No entendía demasiado bien su historia. Incluso en un momento como aquel, estando pálida y desencajada, con unas sombras grises bajo los ojos, Sara Farnese era una mujer hermosa. ¿Por qué querría llevar una vida tan vacía?

—Las personas se pueden volver locas por las razones más peregrinas —dijo—. Por subir unas escaleras y que la sangre de otro le caiga en la cara. Personas a las que usted quiere pueden salir por la mañana de casa y volver por la noche con una sentencia de muerte colgando del cuello.

—Puede ser —contestó, pero no parecía convencida.

—Siento haber tenido que hacerle estas preguntas. Espero que comprenda mis motivos.

Ella no dijo nada. Seguía con los ojos clavados en la pintura de la pared: Bartolomé a punto de perder la piel.

—Es apócrifo —dijo como si hubieran estado hablando de ello.

—¿El qué?

—Lo del desollado. Bartolomé murió a causa del martirio, desde luego, pero seguramente emplearon con él alguna técnica más corriente. Probablemente lo decapitaron. Era el método más habitual. Pero la iglesia de los primeros tiempos adornaba las historias de los mártires para animar a sus feligreses a permanecer en su seno. Para asegurarse de que el movimiento no se extinguiera.

—¿De ahí lo de La sangre de los mártires es la semilla de la Iglesia?

Ella lo miró como sorprendida de que hubiese comprendido el mensaje.

—¿Quiere que llame a alguien? —sugirió Costa.

—No, gracias.

—¿A nadie? ¿Ni siquiera a sus padres?

—Mis padres murieron hace ya mucho tiempo.

—Hay profesionales que pueden ayudarla en una situación como esta.

—Si lo necesito, se lo haré saber.

Recordó de nuevo lo que le había dicho Rossi. Aquella mujer era mucho más de lo que se apreciaba a simple vista.

—¿Reza usted alguna vez? —le preguntó ella inesperadamente.

Costa se encogió de hombros.

—En mi familia no hay esa costumbre. Y yo nunca he sabido qué preguntar o qué pedir.

—Eso es fácil. Por ejemplo: si existe Dios, ¿por qué permite que le pasen cosas malas a la gente buena?

—¿Eran gente buena? El inglés y el que lo mató, quiero decir.

Tardó un instante en responder.

—No eran malas personas.

—Pues menos mal que no es usted policía, porque si no, se preguntaría también por qué le pasan cosas buenas a la gente mala. Y por qué los ricos son tan ricos y los pobres tan pobres. O por qué Stalin murió tranquilamente en su cama. Mi padre es comunista, y yo le hice esa pregunta en más de una ocasión cuando era un crío.
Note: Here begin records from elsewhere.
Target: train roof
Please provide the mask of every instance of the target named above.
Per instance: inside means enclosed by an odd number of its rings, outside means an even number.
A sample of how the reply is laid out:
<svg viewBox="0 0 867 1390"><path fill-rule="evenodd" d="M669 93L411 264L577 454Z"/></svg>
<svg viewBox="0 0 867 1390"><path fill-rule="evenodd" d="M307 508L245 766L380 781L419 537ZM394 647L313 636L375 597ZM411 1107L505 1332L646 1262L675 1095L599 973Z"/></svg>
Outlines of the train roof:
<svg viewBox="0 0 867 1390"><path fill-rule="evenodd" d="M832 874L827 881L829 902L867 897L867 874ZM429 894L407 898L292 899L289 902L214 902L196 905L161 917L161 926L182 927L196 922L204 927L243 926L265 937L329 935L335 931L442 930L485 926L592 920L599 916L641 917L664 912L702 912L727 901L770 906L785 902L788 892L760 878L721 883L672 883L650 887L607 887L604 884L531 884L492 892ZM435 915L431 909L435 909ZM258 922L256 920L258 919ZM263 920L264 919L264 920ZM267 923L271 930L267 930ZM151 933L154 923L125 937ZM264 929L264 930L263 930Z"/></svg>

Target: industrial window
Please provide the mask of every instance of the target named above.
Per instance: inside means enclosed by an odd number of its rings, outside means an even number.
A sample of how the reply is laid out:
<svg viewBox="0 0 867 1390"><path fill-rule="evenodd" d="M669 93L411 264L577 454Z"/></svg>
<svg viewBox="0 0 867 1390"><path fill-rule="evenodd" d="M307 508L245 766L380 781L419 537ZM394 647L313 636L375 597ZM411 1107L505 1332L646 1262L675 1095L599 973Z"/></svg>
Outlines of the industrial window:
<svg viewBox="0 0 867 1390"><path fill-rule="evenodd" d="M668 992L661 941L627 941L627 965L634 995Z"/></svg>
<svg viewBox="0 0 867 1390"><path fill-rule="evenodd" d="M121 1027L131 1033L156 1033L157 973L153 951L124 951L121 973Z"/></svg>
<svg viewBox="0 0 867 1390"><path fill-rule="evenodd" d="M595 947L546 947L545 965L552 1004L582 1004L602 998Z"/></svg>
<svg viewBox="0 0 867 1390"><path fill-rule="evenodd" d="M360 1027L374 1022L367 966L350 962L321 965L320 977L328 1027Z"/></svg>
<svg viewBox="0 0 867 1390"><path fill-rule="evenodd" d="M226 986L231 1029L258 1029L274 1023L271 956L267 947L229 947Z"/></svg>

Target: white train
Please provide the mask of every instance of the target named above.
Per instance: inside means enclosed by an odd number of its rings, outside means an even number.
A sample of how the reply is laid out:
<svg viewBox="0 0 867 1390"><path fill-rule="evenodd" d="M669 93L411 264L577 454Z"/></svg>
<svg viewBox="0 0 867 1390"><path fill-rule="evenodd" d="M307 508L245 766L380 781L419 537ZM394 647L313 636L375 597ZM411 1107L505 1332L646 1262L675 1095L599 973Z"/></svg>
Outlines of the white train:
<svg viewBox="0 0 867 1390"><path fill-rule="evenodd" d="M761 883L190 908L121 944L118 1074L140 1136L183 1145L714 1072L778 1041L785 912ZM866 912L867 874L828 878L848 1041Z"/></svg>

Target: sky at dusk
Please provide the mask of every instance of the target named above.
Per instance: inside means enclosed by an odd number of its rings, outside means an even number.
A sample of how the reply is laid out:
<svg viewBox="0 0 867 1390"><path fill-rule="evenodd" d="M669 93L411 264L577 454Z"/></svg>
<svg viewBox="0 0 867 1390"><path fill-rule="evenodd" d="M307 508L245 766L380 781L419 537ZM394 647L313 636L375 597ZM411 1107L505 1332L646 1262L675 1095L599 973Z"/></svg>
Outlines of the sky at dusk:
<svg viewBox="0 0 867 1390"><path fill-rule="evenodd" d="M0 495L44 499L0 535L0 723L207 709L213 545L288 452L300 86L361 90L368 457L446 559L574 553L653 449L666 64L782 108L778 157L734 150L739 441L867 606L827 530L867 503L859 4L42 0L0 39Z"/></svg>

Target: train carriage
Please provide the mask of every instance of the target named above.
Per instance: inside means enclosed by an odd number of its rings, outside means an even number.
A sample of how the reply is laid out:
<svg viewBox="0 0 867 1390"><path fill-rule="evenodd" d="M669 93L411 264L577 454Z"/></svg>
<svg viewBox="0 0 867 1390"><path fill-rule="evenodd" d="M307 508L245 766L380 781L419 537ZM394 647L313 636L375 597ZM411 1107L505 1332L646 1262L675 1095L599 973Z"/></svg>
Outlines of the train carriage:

Buenas bofetadas me llevé.

A Nic no le sorprendió ver un atisbo de sonrisa en los labios de Sara Farnese, sino que ese gesto apenas iniciado la hiciera parecer otra persona, más joven, con una frágil belleza interior, completamente alejada de la fachada elegante, fría y distante que presentaba al mundo. Y de pronto comprendió, aun siendo consciente de que no debía hacerlo, que un hombre pudiera obsesionarse con aquella mujer.

—En fin, que la familia tiene su peso —continuó hablando—. Un clan unido contra el resto del mundo. No le envidio la suerte al que tenga que enfrentarse a toda esta basura solo.

—Quiero irme ya —dijo ella.

Se levantó y caminó hacia la puerta. Por fin el sol estaba empezando a perder algo de fuerza y el día comenzaba a declinar.

Nic la siguió con la mirada hasta que desapareció.